É preciso ver as imagens em ação e a vida ao longo do tempo e não apenas reduzi-la a conceitos e palavras aprendidas na escola. Não podemos reduzir a educação da escola e seus processos de ensino e avaliação que privilegiam a formação de uma mente letrada baseada em séries e currículos escolares. Muitas coisas, saberes e pessoas se tornam invisíveis pelo consumo, mídia, igrejas, poderes políticos, e currículos inclusive e principalmente a razão instrumental e nossos meios de interpretação, incluindo nossos olhares e palavras que tendem a avaliar e julgar sem conhecer.

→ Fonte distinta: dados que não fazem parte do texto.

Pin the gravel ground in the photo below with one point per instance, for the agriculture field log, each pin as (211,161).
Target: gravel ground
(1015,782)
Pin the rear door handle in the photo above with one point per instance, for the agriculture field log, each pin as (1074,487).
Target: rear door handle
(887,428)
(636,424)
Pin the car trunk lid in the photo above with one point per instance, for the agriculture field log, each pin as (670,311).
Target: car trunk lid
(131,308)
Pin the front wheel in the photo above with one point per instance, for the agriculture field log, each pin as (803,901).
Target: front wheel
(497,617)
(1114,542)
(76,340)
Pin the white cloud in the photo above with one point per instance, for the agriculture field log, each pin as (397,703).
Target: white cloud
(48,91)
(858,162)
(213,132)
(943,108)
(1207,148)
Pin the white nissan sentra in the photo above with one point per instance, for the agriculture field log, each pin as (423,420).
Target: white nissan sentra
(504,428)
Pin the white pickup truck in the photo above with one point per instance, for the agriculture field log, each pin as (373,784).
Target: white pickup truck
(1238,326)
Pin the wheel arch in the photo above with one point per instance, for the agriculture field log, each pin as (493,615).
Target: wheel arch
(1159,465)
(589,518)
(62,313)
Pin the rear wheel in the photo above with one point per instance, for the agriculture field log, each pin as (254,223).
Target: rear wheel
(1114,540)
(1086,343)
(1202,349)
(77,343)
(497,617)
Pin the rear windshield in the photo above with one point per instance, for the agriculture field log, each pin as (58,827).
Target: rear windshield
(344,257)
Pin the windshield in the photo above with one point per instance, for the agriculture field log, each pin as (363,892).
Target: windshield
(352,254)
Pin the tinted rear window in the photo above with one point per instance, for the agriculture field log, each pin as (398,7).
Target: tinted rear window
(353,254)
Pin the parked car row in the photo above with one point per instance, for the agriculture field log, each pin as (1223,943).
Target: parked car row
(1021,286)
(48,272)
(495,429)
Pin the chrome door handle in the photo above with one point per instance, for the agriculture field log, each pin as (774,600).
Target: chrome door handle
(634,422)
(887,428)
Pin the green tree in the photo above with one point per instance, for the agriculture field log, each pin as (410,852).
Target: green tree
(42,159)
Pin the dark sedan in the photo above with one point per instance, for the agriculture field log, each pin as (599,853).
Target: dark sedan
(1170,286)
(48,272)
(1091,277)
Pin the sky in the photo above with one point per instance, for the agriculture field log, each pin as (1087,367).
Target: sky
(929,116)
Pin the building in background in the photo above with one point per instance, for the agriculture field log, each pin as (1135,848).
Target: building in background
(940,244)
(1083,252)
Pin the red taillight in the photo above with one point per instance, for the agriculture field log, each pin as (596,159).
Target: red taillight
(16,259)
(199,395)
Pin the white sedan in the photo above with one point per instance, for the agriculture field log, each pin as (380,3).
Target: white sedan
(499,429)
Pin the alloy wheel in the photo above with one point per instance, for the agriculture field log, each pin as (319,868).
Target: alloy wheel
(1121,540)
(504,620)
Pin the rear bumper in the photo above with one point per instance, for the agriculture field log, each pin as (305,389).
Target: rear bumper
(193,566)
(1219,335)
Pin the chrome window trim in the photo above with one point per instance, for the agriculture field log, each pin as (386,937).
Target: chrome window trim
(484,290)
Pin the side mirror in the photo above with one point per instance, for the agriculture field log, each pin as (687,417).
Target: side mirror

A ordem visível é a primeira injustiça que aprendemos e rege o mundo das desigualdades e violências que afetam a ética, estética e justiça social de estudantes e professores reféns apenas da escola e famílias. “Há um pequeno número de pessoas que vemos e ouvimos e existe uma massa indistinta dos que não vemos nem ouvimos” Muitos que trabalham ou vivem em comunidades pobres são invisíveis e não aprendemos sobre eles, e outras questões, temas e problemas críticos de nossa sociedade. É preciso educar para transformar a visibilidade desses seres e coisas como por exemplo a natureza destruída pelas mudanças climáticas ou as desigualdades, os modos como são visíveis e pensados mas também as próprias formas da visibilidade transformando os espaços educacionais não escolares em salas de aulas vivas. Redesenhar as paisagens do mundo com outros sentidos agora feitas por estudantes e professores; e não apenas esperar por aqueles que se dedicam à Ciência e a Universidade venham cumprir esse papel muitas vezes tirando a autonomia e autoria das pessoas em escrevem suas próprias histórias e sentidos.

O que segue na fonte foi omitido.